Developing your Data Package

How to create package properties and resources in your Data Package.

In your new project generated from the template-data-package, the first steps for creating and developing your Data Package are already set up in main.py. For more detailed instructions on using Seedcase Sprout to organise your Data Package, see the guide on Sprout’s website. You can read more about the files and folders created by main.py on the Outputs page of the design documentation.

Creating package properties

  1. Run main.py to create the scripts/package_properties.py file for the properties of your Data Package by using the recipe in the justfile:

    just build

    You can also run main.py by clicking the “Run” button in your IDE.

  2. Open scripts/package_properties.py and fill in all required fields. Also fill in any optional fields you find useful. You can always update these later. Make sure to save the file.
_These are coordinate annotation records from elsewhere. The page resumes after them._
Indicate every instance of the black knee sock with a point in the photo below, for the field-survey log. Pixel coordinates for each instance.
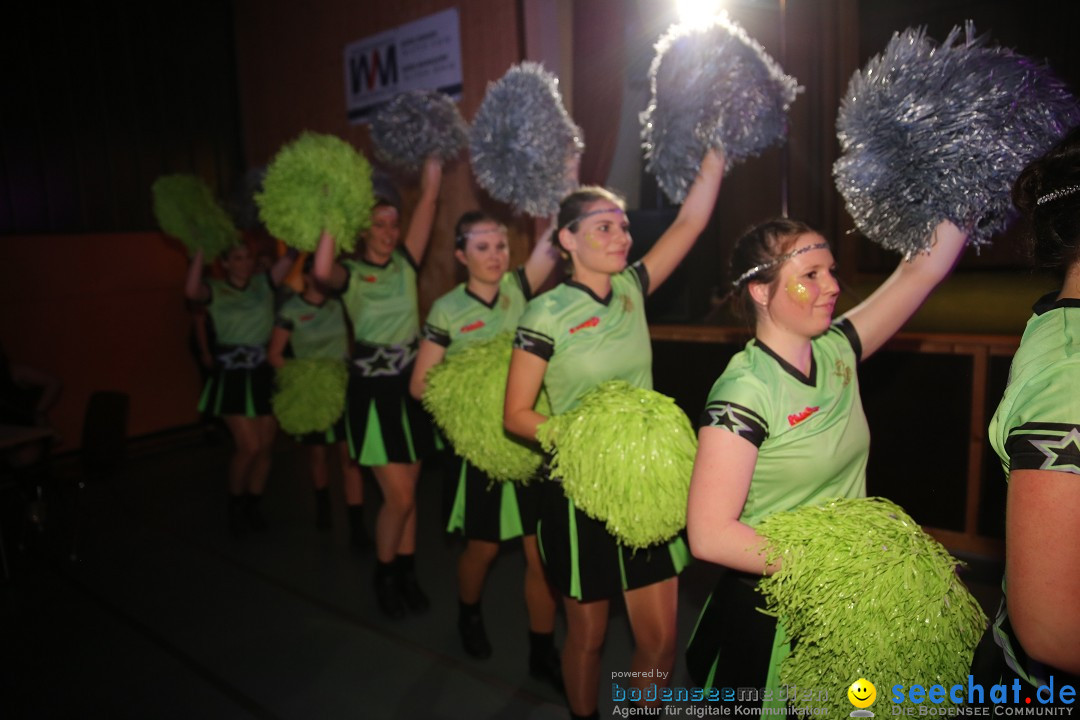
(540, 644)
(467, 611)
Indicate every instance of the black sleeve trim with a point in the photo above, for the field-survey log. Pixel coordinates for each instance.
(408, 257)
(523, 281)
(537, 343)
(643, 275)
(1053, 446)
(849, 331)
(437, 336)
(738, 419)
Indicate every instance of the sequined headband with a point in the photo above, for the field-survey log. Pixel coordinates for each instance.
(1050, 197)
(775, 261)
(591, 213)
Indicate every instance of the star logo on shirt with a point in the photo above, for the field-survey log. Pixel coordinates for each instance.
(844, 372)
(1062, 454)
(725, 417)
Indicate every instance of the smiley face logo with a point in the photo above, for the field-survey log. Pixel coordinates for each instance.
(862, 693)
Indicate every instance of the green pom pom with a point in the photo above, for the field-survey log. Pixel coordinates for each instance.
(464, 395)
(625, 456)
(186, 209)
(316, 182)
(310, 395)
(865, 593)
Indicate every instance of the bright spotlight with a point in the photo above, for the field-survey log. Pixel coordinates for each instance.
(698, 12)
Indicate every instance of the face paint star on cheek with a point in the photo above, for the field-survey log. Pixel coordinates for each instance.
(797, 291)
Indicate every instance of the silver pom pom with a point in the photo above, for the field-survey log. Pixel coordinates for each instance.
(522, 141)
(941, 132)
(713, 86)
(416, 124)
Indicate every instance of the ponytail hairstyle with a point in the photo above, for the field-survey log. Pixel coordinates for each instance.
(1048, 192)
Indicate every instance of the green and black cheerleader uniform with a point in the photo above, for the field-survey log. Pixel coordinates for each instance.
(483, 508)
(1036, 426)
(383, 423)
(318, 331)
(242, 381)
(588, 340)
(813, 444)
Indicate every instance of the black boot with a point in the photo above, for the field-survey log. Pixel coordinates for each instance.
(358, 534)
(253, 512)
(387, 593)
(544, 663)
(323, 508)
(238, 526)
(473, 636)
(415, 598)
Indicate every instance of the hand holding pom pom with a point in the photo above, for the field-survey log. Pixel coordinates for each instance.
(713, 86)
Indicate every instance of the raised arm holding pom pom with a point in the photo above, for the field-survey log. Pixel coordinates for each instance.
(783, 425)
(379, 294)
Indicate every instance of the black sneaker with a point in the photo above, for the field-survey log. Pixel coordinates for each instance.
(474, 637)
(389, 597)
(548, 668)
(415, 598)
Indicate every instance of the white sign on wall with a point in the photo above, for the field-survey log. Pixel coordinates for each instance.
(424, 54)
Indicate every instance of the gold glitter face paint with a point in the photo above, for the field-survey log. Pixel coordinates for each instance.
(592, 242)
(797, 291)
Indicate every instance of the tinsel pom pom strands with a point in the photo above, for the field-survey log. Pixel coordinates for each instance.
(864, 593)
(464, 395)
(713, 86)
(522, 141)
(314, 184)
(186, 209)
(624, 457)
(310, 395)
(941, 132)
(416, 124)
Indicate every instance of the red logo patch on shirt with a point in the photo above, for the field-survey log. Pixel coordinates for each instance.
(592, 322)
(796, 418)
(473, 326)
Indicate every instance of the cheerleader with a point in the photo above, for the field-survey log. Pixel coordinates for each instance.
(240, 306)
(387, 428)
(588, 330)
(783, 425)
(489, 303)
(1036, 434)
(313, 325)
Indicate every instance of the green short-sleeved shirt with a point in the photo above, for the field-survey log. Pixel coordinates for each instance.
(811, 433)
(316, 331)
(588, 340)
(381, 300)
(459, 317)
(241, 316)
(1037, 425)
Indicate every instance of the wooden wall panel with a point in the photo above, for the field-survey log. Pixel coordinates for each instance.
(291, 68)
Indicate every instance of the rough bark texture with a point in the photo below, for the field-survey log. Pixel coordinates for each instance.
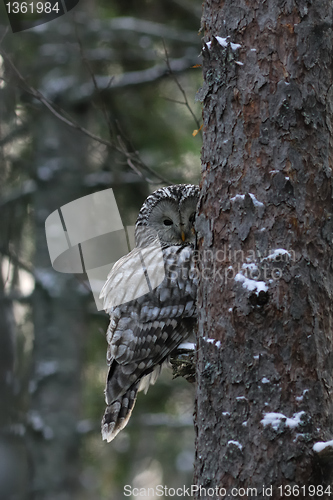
(267, 132)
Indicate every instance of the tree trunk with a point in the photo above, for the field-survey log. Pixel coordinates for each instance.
(59, 323)
(265, 362)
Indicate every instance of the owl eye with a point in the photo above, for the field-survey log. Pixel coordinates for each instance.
(191, 218)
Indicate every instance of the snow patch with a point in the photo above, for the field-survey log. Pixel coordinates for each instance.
(321, 445)
(251, 285)
(217, 343)
(256, 203)
(274, 419)
(224, 43)
(189, 346)
(236, 443)
(300, 398)
(276, 253)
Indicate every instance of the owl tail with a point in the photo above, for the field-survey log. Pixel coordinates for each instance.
(117, 414)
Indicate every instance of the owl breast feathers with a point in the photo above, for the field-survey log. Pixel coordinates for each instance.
(144, 331)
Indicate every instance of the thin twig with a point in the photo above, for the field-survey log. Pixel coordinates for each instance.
(71, 123)
(185, 103)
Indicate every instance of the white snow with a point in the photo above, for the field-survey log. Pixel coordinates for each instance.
(277, 252)
(224, 43)
(217, 343)
(238, 197)
(236, 443)
(256, 203)
(251, 285)
(274, 419)
(300, 398)
(190, 346)
(251, 266)
(321, 445)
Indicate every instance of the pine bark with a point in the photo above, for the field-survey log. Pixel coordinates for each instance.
(266, 186)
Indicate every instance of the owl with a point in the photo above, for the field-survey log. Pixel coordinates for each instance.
(144, 331)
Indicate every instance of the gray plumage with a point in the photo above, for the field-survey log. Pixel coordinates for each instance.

  3. In main.py, uncomment the lines referencing the package_properties and package_path variables.

  4. Rerun main.py to create the datapackage.json file for your Data Package.

Creating a new resource

If you already have the data

While you can create resource properties without data, it is a lot more challenging. If at all possible, only create a resource properties object when you have data to use to at least pre-fill in some of the important fields. In order to use Sprout, the data needs to already be in a tidy format. When it is, load the data as a Polars DataFrame into the raw_data variable in main.py.

  1. Uncomment lines up to and including the creation of resource properties.

  2. Fill in the resource_name argument.

  3. Rerun main.py to create the scripts/resource_properties_<name>.py file for the properties of the new resource.

  4. Open scripts/resource_properties_<name>.py and fill in all required fields. Also fill in any optional fields you find useful. You can always update these later. Make sure to save the file.

  5. In package_properties.py, import your new resource properties by uncommenting and updating it with the name of your resource. Also uncomment the resources field and update the name of the resource properties in the array to match the name of your new resource.

  6. In main.py, import your new resource properties by uncommenting it and updating it with the name of your resource.

  7. Uncomment everything else in the main.py file and rename the resource_properties variable to the name of the new resource properties you just imported.

  8. Rerun main.py. This will:

    • Update datapackage.json.
    • Create a resources/ folder containing a folder for your new resource. In here, you will find a batch/ folder with the individual data batches you’ve uploaded for this resource and a data.parquet file containing all resource data.